During the closing event at the Theatre at Ace Hotel, “The Hall: Honoring the Greats of Stand-Up,” Chappelle, Crystal, Goldberg, Hart, Rock, Seinfeld, Silverman and Sykes will fete Carlin, Pryor, Rivers and Williams. In addition to the event being recorded as a Netflix special, an exhibit of the same name will have a physical home in a newly designed wing of the National Comedy Center in Jamestown, N.Y. Inductees were determined by a nominating committee composed of agents, managers, producers, TV executives and comedy club owners.

“Netflix has become the dominant player in the comedy space, which made them the ideal broadcast partner for this long overdue acknowledgment of the art of stand-up comedy,” “The Hall” director Marty Callner and fellow executive producers Randall Gladstein and David Steinberg said in a statement to the Los Angeles Times. “The relationship with Netflix and the caliber of our four beloved inductees have made it possible for us to bring together, for the first time, every leading voice in stand-up to honor those that paved the way.”

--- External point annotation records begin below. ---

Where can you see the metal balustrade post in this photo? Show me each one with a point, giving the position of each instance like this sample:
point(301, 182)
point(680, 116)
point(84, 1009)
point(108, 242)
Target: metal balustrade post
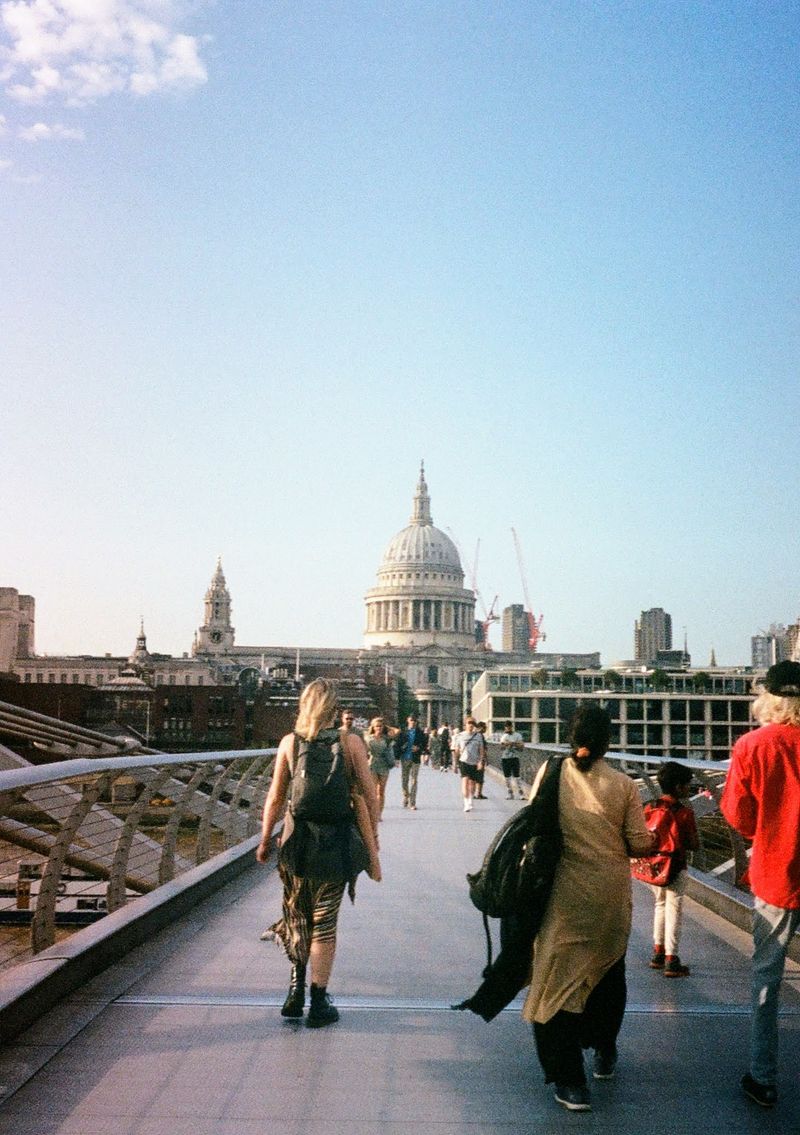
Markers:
point(173, 830)
point(203, 849)
point(153, 780)
point(249, 776)
point(43, 925)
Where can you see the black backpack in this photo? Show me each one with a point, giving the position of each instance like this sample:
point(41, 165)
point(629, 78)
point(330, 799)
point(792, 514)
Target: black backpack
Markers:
point(320, 787)
point(523, 854)
point(514, 885)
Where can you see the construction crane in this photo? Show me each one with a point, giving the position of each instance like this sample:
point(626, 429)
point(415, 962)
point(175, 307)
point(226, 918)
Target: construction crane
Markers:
point(490, 615)
point(535, 632)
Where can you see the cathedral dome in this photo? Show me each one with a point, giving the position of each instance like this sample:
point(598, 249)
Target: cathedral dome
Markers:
point(420, 595)
point(420, 544)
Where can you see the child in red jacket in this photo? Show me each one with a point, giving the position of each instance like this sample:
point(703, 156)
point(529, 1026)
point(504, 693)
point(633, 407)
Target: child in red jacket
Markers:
point(674, 781)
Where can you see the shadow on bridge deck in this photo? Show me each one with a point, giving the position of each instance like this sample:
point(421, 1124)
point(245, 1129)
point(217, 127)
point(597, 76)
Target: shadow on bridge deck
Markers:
point(184, 1037)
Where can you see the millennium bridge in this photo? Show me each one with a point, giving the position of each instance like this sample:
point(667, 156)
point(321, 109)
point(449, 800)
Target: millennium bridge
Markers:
point(137, 997)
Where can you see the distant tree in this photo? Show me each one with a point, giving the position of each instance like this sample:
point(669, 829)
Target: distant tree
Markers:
point(659, 679)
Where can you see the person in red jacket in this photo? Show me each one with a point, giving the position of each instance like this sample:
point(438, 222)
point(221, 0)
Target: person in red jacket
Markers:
point(761, 800)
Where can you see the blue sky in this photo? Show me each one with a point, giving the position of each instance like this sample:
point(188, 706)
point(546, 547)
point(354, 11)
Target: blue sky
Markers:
point(259, 260)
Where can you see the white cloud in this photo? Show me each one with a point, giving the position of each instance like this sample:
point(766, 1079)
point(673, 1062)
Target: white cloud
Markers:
point(83, 50)
point(42, 132)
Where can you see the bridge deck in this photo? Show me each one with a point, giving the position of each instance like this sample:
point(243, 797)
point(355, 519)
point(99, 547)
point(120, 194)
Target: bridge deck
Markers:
point(185, 1037)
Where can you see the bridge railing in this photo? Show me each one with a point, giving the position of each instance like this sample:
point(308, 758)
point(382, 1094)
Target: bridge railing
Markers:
point(83, 838)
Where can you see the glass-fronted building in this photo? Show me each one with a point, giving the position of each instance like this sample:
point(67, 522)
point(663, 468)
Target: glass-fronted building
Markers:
point(681, 721)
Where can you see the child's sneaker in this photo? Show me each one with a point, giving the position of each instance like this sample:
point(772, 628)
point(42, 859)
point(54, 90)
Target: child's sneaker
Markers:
point(673, 967)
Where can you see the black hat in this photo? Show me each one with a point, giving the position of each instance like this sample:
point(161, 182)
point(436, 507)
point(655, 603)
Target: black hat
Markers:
point(783, 680)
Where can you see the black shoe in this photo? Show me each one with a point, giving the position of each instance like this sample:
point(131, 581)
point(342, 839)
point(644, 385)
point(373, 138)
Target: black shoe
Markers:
point(322, 1010)
point(295, 999)
point(605, 1062)
point(673, 967)
point(764, 1094)
point(573, 1096)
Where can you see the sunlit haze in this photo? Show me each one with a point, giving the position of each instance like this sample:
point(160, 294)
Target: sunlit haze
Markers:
point(261, 260)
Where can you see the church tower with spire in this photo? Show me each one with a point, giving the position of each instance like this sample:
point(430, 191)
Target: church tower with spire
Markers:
point(216, 636)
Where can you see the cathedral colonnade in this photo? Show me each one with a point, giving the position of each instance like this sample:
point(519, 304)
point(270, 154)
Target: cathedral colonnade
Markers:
point(420, 615)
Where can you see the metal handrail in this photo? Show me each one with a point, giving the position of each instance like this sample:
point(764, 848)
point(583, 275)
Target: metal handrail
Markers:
point(85, 837)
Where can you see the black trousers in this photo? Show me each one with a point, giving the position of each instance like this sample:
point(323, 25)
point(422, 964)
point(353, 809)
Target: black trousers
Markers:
point(561, 1041)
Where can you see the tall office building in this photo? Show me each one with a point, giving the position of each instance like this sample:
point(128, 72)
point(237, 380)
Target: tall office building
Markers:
point(515, 629)
point(651, 633)
point(768, 647)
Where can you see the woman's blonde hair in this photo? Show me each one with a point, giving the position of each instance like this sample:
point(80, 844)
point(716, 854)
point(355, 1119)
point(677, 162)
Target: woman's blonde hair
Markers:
point(318, 706)
point(772, 709)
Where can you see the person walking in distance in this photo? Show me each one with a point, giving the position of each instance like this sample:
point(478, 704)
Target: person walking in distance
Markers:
point(578, 990)
point(409, 748)
point(512, 746)
point(761, 801)
point(381, 755)
point(469, 748)
point(317, 768)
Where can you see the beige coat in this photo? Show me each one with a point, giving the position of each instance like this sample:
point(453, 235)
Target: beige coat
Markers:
point(588, 921)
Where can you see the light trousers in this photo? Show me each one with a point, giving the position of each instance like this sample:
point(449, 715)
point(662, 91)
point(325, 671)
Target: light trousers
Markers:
point(668, 913)
point(410, 771)
point(772, 932)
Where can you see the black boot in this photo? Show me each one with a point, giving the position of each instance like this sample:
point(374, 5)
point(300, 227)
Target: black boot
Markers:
point(322, 1010)
point(295, 999)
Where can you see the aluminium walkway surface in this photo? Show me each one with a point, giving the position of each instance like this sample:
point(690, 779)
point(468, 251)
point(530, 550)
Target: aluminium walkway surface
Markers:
point(184, 1036)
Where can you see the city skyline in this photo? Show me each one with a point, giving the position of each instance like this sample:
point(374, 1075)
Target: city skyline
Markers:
point(258, 266)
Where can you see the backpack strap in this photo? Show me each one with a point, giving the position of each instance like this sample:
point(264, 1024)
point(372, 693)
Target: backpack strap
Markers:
point(293, 758)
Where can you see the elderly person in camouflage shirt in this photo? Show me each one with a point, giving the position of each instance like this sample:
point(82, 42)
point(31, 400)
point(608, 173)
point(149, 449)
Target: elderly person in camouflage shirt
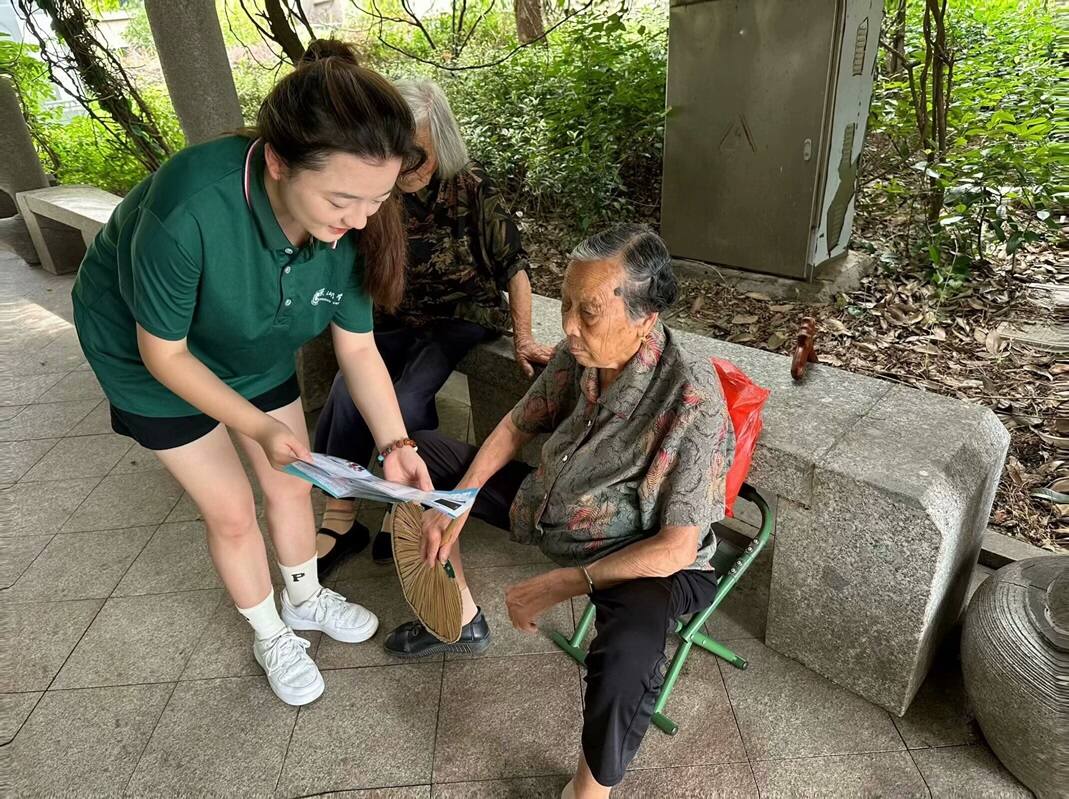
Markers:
point(464, 251)
point(629, 483)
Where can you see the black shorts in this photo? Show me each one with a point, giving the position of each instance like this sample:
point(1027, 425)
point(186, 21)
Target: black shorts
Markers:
point(167, 432)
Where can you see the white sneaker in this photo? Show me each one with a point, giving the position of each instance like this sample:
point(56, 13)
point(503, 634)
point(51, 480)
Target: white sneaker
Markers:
point(330, 613)
point(291, 673)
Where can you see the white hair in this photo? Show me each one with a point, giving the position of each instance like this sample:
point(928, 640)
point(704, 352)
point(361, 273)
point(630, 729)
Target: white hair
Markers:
point(430, 107)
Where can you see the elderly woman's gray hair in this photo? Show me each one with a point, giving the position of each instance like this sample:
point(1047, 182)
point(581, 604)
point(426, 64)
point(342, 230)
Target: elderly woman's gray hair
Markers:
point(650, 286)
point(431, 107)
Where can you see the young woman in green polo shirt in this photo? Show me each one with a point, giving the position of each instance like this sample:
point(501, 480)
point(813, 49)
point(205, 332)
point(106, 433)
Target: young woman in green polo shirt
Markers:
point(191, 304)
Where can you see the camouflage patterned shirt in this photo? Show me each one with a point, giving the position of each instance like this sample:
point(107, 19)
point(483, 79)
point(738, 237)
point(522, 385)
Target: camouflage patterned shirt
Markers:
point(651, 451)
point(464, 247)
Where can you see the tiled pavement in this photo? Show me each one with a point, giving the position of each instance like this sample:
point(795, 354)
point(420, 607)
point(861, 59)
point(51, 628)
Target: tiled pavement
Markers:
point(127, 671)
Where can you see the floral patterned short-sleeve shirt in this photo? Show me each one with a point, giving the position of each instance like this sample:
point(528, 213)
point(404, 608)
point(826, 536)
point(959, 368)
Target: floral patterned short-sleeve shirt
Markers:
point(651, 451)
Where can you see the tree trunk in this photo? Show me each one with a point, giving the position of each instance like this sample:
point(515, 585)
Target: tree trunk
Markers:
point(895, 62)
point(529, 25)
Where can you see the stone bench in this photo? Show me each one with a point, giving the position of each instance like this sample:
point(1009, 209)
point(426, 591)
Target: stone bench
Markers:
point(883, 495)
point(84, 209)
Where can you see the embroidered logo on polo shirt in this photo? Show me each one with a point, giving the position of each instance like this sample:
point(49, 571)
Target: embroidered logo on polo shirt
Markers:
point(325, 295)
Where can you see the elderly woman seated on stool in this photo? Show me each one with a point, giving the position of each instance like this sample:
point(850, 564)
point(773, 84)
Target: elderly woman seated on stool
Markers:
point(629, 483)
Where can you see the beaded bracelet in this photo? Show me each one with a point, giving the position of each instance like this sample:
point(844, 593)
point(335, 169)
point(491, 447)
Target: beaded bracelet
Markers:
point(397, 445)
point(586, 573)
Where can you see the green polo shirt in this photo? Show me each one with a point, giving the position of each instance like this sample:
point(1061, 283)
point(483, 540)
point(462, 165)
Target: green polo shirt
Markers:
point(195, 251)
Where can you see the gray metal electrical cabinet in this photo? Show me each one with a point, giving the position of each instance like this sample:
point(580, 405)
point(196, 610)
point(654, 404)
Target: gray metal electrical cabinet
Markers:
point(768, 102)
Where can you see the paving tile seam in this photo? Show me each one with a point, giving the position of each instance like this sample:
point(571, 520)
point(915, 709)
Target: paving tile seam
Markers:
point(920, 771)
point(437, 720)
point(204, 630)
point(52, 680)
point(105, 529)
point(43, 456)
point(381, 787)
point(830, 754)
point(26, 718)
point(289, 742)
point(27, 567)
point(148, 740)
point(55, 536)
point(742, 738)
point(77, 507)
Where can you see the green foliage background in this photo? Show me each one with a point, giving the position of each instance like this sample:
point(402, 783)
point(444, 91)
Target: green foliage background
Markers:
point(573, 128)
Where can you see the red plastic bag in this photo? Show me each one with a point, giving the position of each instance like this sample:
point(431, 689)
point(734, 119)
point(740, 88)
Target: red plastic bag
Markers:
point(745, 400)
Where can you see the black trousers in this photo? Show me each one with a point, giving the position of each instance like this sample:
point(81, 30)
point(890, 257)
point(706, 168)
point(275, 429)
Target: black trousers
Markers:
point(419, 360)
point(626, 662)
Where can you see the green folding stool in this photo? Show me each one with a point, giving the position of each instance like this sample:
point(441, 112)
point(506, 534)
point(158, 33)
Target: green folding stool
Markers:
point(730, 563)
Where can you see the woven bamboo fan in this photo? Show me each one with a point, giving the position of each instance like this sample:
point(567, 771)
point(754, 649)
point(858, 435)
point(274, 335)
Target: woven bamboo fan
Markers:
point(431, 592)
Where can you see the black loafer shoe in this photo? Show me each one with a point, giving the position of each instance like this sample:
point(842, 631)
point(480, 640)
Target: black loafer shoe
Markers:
point(345, 544)
point(412, 640)
point(382, 550)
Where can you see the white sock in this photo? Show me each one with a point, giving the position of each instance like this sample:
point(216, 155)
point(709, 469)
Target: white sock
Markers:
point(468, 608)
point(266, 623)
point(301, 581)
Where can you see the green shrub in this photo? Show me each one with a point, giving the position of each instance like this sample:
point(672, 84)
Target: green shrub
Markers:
point(573, 128)
point(82, 151)
point(1003, 175)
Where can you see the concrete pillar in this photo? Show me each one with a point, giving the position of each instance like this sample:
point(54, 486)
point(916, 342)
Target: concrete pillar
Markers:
point(20, 170)
point(189, 43)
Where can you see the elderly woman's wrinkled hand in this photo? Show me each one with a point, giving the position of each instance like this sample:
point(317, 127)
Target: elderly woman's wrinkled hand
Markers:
point(530, 353)
point(528, 600)
point(438, 537)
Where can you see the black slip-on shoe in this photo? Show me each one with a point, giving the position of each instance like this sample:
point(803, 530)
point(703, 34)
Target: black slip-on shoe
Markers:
point(412, 640)
point(382, 549)
point(345, 544)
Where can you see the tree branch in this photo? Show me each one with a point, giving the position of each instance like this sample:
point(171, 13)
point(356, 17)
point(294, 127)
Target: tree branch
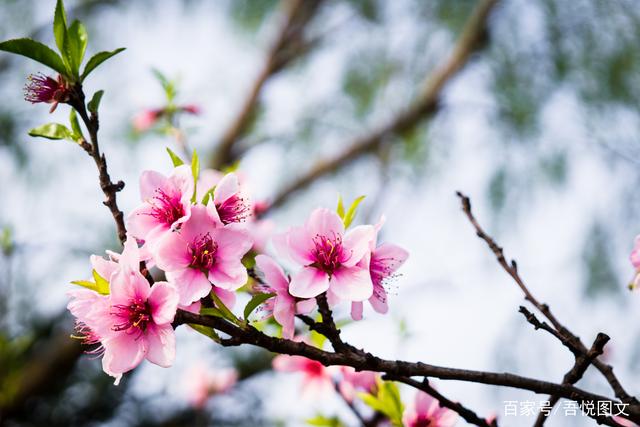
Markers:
point(467, 414)
point(567, 336)
point(424, 106)
point(363, 361)
point(288, 45)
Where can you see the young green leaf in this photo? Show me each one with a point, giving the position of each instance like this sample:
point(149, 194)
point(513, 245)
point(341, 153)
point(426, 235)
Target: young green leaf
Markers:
point(36, 51)
point(340, 208)
point(351, 213)
point(60, 26)
point(52, 131)
point(75, 125)
point(195, 171)
point(96, 60)
point(94, 104)
point(254, 303)
point(77, 41)
point(177, 161)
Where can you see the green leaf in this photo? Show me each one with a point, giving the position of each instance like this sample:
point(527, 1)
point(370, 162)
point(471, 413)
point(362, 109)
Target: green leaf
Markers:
point(60, 26)
point(101, 282)
point(254, 303)
point(75, 125)
point(36, 51)
point(195, 171)
point(340, 208)
point(77, 40)
point(96, 60)
point(52, 131)
point(94, 104)
point(177, 161)
point(351, 213)
point(226, 313)
point(206, 331)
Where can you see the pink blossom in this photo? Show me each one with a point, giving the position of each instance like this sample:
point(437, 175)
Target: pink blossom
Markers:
point(202, 383)
point(130, 324)
point(331, 259)
point(316, 378)
point(232, 205)
point(426, 411)
point(202, 253)
point(166, 203)
point(283, 305)
point(354, 381)
point(386, 259)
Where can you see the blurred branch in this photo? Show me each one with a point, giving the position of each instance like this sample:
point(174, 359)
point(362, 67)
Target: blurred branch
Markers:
point(425, 106)
point(569, 339)
point(467, 414)
point(40, 373)
point(364, 361)
point(288, 45)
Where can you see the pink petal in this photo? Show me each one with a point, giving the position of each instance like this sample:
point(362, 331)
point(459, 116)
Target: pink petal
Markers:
point(308, 283)
point(228, 274)
point(273, 273)
point(191, 285)
point(161, 345)
point(227, 187)
point(284, 313)
point(172, 252)
point(163, 300)
point(352, 284)
point(324, 222)
point(123, 352)
point(150, 181)
point(356, 310)
point(357, 243)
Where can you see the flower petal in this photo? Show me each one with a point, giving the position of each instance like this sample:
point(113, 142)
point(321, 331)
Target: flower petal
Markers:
point(308, 283)
point(163, 300)
point(352, 284)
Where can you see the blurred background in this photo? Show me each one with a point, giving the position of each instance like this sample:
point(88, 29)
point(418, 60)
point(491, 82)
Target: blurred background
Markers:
point(540, 129)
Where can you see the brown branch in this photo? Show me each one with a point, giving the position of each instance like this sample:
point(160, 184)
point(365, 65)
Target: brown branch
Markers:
point(426, 104)
point(580, 366)
point(288, 45)
point(109, 188)
point(567, 336)
point(467, 414)
point(363, 361)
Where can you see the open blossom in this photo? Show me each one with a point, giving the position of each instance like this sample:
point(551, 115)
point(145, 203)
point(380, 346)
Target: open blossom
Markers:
point(130, 324)
point(41, 88)
point(354, 381)
point(331, 259)
point(385, 260)
point(283, 305)
point(202, 383)
point(232, 206)
point(203, 253)
point(166, 203)
point(426, 411)
point(316, 378)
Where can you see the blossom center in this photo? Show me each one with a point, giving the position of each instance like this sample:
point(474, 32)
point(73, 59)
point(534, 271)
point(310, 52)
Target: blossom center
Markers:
point(136, 315)
point(165, 208)
point(234, 209)
point(327, 252)
point(203, 252)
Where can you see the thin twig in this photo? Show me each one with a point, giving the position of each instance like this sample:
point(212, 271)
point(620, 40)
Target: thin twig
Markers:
point(567, 336)
point(288, 45)
point(426, 104)
point(467, 414)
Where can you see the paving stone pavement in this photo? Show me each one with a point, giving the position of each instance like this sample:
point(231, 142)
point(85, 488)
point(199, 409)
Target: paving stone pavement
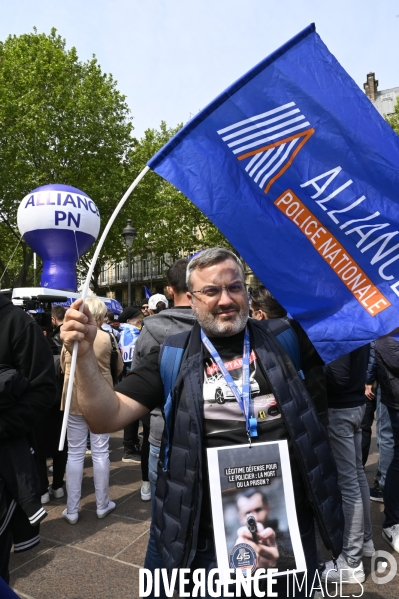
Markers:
point(100, 559)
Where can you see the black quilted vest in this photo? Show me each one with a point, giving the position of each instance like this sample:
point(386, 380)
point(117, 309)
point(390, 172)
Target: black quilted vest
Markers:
point(176, 513)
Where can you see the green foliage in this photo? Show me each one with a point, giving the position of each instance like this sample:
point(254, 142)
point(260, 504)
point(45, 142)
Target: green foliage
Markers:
point(166, 221)
point(64, 121)
point(61, 121)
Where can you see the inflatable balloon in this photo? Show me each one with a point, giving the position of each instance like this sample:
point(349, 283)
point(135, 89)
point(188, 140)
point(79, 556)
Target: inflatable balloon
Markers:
point(60, 223)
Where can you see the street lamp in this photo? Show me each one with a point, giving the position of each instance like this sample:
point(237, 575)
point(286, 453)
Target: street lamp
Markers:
point(129, 234)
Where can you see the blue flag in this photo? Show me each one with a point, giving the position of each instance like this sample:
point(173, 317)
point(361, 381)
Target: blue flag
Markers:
point(147, 292)
point(298, 170)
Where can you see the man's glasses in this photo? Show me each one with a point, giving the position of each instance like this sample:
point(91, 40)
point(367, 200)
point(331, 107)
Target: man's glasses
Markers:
point(214, 291)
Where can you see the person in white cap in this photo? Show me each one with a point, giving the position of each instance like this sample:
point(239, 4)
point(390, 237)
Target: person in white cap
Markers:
point(157, 303)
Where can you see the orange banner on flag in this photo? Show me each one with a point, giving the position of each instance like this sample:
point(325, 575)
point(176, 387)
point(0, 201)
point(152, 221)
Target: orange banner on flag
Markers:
point(331, 250)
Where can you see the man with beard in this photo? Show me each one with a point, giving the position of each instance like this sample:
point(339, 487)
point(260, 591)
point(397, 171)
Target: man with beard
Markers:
point(223, 339)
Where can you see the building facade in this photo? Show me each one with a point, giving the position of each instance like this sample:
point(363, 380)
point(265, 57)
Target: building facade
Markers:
point(384, 100)
point(147, 272)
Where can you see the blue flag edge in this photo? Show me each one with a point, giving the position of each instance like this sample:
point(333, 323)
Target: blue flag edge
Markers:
point(219, 100)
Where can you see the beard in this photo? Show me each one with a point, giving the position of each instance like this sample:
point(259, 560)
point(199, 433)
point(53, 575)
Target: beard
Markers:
point(213, 327)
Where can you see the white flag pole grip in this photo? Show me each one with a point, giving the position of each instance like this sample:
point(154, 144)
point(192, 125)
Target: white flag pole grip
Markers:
point(84, 296)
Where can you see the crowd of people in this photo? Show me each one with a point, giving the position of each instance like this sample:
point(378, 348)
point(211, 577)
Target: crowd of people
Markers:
point(157, 362)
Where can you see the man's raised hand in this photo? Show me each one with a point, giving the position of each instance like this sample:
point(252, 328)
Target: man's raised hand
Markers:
point(78, 326)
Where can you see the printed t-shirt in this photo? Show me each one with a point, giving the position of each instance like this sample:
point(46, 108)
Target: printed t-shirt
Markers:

The festival’s official charity partner is nonprofit organization Comedy Gives Back, which provides mental health, medical and financial crisis support to comedians in need.

Pre-sale tickets are available starting Tuesday via a unique code to be published on artist, venue, Ticketmaster, Live Nation and Netflix Is a Joke social media accounts. Tickets go on sale to the general public on Friday. The full lineup and ticketing information are posted at the festival website.